Last year's survey netted some 30 000 responses, from which 2 800 were useable for the study. Respondents ranked their postdoctoral experiences by stating how much they agreed or disagreed with statements about mentors, lab environments, salaries and benefits. And, while not a scientific study, the survey's results – and the views expressed in it – offer a valuable portrait of postdocs' goals and expectations.
This year, the team hope to draw a wider sample for the study and invites people to forward news about the survey and its aims to their peers. "Please let your fellow postdocs know about this survey... the more responses we receive the more valuable the results will be," the questionnaire reads.
Up the scale
Overall, the common denominator amongst highly ranked institutes was their culture of collaboration and commitment to excellence in teaching. Some 76% of respondents indicated they could talk to their peers about personal and professional problems; 65.3% credited their colleagues with teaching lab skills; and 60.8% reported that lab members help each other balance work and family responsibilities.

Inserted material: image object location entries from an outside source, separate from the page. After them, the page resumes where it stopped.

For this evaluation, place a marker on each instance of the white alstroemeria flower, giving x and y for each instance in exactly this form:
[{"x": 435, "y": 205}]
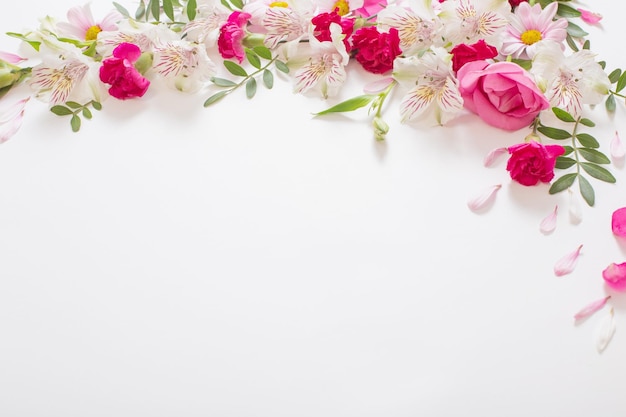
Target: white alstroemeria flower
[
  {"x": 468, "y": 21},
  {"x": 417, "y": 24},
  {"x": 65, "y": 74},
  {"x": 205, "y": 27},
  {"x": 324, "y": 65},
  {"x": 570, "y": 81},
  {"x": 434, "y": 93},
  {"x": 184, "y": 65}
]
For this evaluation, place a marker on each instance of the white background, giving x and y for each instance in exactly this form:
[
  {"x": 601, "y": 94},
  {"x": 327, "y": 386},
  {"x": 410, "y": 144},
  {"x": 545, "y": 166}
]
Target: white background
[{"x": 251, "y": 260}]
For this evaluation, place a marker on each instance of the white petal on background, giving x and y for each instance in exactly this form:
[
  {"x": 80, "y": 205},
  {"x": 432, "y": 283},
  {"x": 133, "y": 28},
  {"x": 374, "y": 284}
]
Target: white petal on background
[
  {"x": 548, "y": 224},
  {"x": 493, "y": 156},
  {"x": 566, "y": 264},
  {"x": 618, "y": 149},
  {"x": 591, "y": 308},
  {"x": 483, "y": 198},
  {"x": 606, "y": 330}
]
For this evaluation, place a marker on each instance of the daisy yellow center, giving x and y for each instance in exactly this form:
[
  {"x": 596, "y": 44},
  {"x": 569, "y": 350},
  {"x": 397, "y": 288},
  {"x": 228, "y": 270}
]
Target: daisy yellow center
[
  {"x": 342, "y": 7},
  {"x": 531, "y": 36},
  {"x": 92, "y": 33}
]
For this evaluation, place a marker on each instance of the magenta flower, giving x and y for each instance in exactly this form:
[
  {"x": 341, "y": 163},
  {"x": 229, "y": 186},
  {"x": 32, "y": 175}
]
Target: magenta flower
[
  {"x": 231, "y": 36},
  {"x": 119, "y": 71}
]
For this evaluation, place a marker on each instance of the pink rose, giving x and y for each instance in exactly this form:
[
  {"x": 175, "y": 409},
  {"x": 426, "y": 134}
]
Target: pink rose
[
  {"x": 615, "y": 276},
  {"x": 532, "y": 162},
  {"x": 376, "y": 51},
  {"x": 119, "y": 71},
  {"x": 232, "y": 32},
  {"x": 479, "y": 51},
  {"x": 502, "y": 94}
]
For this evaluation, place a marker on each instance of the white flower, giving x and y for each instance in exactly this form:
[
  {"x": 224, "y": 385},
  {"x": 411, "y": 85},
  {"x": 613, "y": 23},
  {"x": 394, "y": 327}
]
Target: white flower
[
  {"x": 570, "y": 81},
  {"x": 434, "y": 94}
]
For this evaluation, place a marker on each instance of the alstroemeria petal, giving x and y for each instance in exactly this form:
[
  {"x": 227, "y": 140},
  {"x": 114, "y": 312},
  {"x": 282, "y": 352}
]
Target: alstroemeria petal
[
  {"x": 548, "y": 224},
  {"x": 589, "y": 17},
  {"x": 566, "y": 264},
  {"x": 482, "y": 199},
  {"x": 618, "y": 222},
  {"x": 605, "y": 332},
  {"x": 493, "y": 156},
  {"x": 591, "y": 308},
  {"x": 618, "y": 150},
  {"x": 614, "y": 276}
]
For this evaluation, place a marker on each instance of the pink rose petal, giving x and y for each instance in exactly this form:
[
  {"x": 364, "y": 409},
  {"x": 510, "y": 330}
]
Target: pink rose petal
[
  {"x": 618, "y": 222},
  {"x": 591, "y": 308},
  {"x": 566, "y": 264},
  {"x": 494, "y": 155},
  {"x": 548, "y": 224},
  {"x": 483, "y": 198},
  {"x": 615, "y": 276}
]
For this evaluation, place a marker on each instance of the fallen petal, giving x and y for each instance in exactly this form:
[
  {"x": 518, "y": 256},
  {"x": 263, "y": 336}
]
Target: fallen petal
[
  {"x": 606, "y": 330},
  {"x": 484, "y": 198},
  {"x": 591, "y": 308},
  {"x": 618, "y": 222},
  {"x": 566, "y": 264},
  {"x": 618, "y": 149},
  {"x": 548, "y": 224},
  {"x": 589, "y": 17},
  {"x": 493, "y": 156},
  {"x": 615, "y": 276}
]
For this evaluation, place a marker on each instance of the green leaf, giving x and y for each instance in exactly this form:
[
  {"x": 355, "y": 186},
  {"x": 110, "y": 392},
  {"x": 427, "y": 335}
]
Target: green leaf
[
  {"x": 253, "y": 59},
  {"x": 281, "y": 66},
  {"x": 614, "y": 75},
  {"x": 251, "y": 88},
  {"x": 593, "y": 155},
  {"x": 268, "y": 79},
  {"x": 610, "y": 103},
  {"x": 168, "y": 9},
  {"x": 563, "y": 115},
  {"x": 586, "y": 190},
  {"x": 216, "y": 97},
  {"x": 598, "y": 172},
  {"x": 263, "y": 52},
  {"x": 563, "y": 162},
  {"x": 75, "y": 123},
  {"x": 192, "y": 5},
  {"x": 586, "y": 122},
  {"x": 554, "y": 133},
  {"x": 349, "y": 105},
  {"x": 223, "y": 82},
  {"x": 61, "y": 110},
  {"x": 562, "y": 183},
  {"x": 235, "y": 68},
  {"x": 621, "y": 83},
  {"x": 587, "y": 140}
]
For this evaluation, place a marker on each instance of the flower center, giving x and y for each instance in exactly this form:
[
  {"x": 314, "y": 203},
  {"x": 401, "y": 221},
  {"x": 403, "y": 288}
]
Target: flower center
[
  {"x": 342, "y": 7},
  {"x": 531, "y": 36},
  {"x": 92, "y": 33}
]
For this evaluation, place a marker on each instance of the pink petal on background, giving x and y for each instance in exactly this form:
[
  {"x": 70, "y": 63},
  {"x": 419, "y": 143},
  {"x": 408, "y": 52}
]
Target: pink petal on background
[
  {"x": 590, "y": 17},
  {"x": 618, "y": 150},
  {"x": 493, "y": 156},
  {"x": 618, "y": 222},
  {"x": 377, "y": 86},
  {"x": 548, "y": 224},
  {"x": 605, "y": 332},
  {"x": 484, "y": 198},
  {"x": 591, "y": 308},
  {"x": 11, "y": 119},
  {"x": 615, "y": 276},
  {"x": 11, "y": 58},
  {"x": 566, "y": 264}
]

I****a Chaterjee, a postdoc at Rutgers University (USA), said one of the reasons she thought her university was a good place for postdoctoral graduates is because it encourages them to interact with each other, with students and with scientists from outside, The Scientist revealed. For too long, the communication aspect of research has been overlooked, which is one of the driving forces behind the European Union's 'Human resources and mobility' initiatives including the Marie Curie actions covering training, mobility and career development opportunities in the Sixth Framework Programme (FP6) for research.

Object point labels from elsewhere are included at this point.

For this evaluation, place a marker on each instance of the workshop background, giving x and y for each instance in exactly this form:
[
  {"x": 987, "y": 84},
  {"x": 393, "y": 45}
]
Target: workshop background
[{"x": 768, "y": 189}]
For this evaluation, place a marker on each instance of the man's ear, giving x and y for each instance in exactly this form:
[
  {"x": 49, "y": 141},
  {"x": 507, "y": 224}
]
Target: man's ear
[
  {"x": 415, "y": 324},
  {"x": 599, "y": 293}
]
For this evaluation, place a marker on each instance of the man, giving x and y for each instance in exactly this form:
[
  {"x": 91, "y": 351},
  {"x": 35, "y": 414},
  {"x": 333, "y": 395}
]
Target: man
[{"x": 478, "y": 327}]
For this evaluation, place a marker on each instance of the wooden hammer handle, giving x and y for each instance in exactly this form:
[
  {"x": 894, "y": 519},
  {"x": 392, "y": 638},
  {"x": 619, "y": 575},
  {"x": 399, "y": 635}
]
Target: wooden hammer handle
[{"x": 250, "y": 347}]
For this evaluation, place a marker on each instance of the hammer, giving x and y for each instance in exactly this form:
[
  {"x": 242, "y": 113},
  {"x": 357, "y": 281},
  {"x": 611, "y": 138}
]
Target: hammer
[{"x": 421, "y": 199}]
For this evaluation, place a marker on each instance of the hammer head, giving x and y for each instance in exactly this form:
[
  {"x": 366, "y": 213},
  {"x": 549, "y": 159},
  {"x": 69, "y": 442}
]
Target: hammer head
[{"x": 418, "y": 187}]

Community and collaboration were closely linked to postdoc satisfaction. The top institutions in the 2003 survey, such as Rutgers University, University of Miami, Princeton University, Dalhousie University, have gone the extra mile to improve this aspect of their fellowship programmes. However, European countries occupied the top six places in the overall raking, with Denmark topping the table, followed by Belgium, Finland, Switzerland, the Netherlands and Sweden. The USA came in seventh place ahead of Canada, Germany and the UK, making up the top ten.
To get these rankings, the team identified responses from 681 separate institutions, taking only those institutions with five or more responses in the institutional rankings – 150 in total. The overall rankings were based on the average score per institution from all respondents on all factors. Notably, the bulk of the responses came from English-speaking countries, USA (1 761), the UK (350), and Canada (136).